Following an address, Carlitos and Enrique arrive in East LA, only to find a PO box. Carlitos and Enrique decide to search the city for the payphone his mother calls from. After a day of unsuccessful searching, the two rest on a bench (while she unknowingly walks right past them). Rosario after much persuasion from her friend decides to marry a U.S. citizen to for a green card however decides to bail last minute. Suddenly, Doña Carmen calls Rosario, letting her know that Carlitos crossed the border and that her mother is dead.
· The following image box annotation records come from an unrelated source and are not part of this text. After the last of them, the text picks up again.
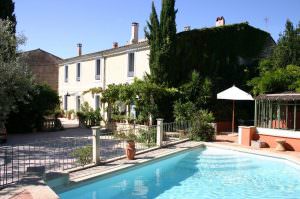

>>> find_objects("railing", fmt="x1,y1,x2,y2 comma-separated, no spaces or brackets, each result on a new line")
163,121,192,145
0,138,92,189
43,119,63,131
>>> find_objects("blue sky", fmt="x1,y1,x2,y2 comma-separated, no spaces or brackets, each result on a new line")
15,0,300,58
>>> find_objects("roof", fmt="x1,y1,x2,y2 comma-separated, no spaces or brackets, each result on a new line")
22,48,63,61
255,92,300,101
60,40,149,65
217,86,253,100
21,48,62,66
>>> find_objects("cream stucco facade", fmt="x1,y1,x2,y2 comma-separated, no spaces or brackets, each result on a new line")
58,41,150,114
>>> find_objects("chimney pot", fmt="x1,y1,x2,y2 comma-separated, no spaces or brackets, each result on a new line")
216,16,225,27
183,26,191,31
77,43,82,56
113,42,119,48
130,22,139,44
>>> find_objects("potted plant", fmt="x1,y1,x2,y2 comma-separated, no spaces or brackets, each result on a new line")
125,133,136,160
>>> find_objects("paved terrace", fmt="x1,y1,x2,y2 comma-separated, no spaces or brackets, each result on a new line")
0,135,300,199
Rosario, hearing this, decides to go back to Mexico to search for Carlitos. When boarding the bus, she sees a little boy at a payphone out the window of the bus at the bus station, and she realizes that Carlitos does know where to find her. In the morning, Enrique and Carlitos get surprised by a pair of police officers, and Enrique, noticing that Carlitos is about to be apprehended, throws his coffee at the cops to distract them. Enrique shouts to Carlitos to run away, which he does, but Enrique is arrested.

Carlitos finally finds the payphone and Rosario. They see each other across the street. Rosario yells to her son not to cross yet. The crosswalk light turns from the "red hand" light to the "white figure walking" light, and the credits roll.

== Production ==
Principle photography began on April 24, 2006 and wrapped on May 31, 2006. Filming took place in both Mexico and the United States in order to realistically portray the journey of a young boy crossing the border to reunite with his mother. Key scenes were shot in East Los Angeles (4 days of shooting), where much of the story is set, as well as in locations in Mexico (34 days) that reflect the protagonist’s hometown. The production used many locations in and around Mexico to portray areas in the United States; like Tucson, New Mexico, and Los Angeles. The production aimed to authentically depict the experiences of immigrant families, particularly the emotional and social challenges they face.

== Release ==
Under the Same Moon premiered at the Sundance Film Festival on January 21, 2007. It was released in theaters in the United States on March 19, 2008, by Fox Searchlight Pictures and The Weinstein Company, and in Mexico on March 20, by 20th Century Fox.

== Reception ==
The film received generally favorable reviews from critics. Metacritic, which uses a weighted average, assigned the film a score of 59 out of 100, based on 24 critics, indicating "mixed or average" reviews.

Jeannette Catsoulis of The New York Times wrote, "This is screenwriting by numbers." The film received a standing ovation when it was shown at the Sundance Film Festival.

==Home media==
Under the Same Moon was released on DVD June 17, 2008, in the United States.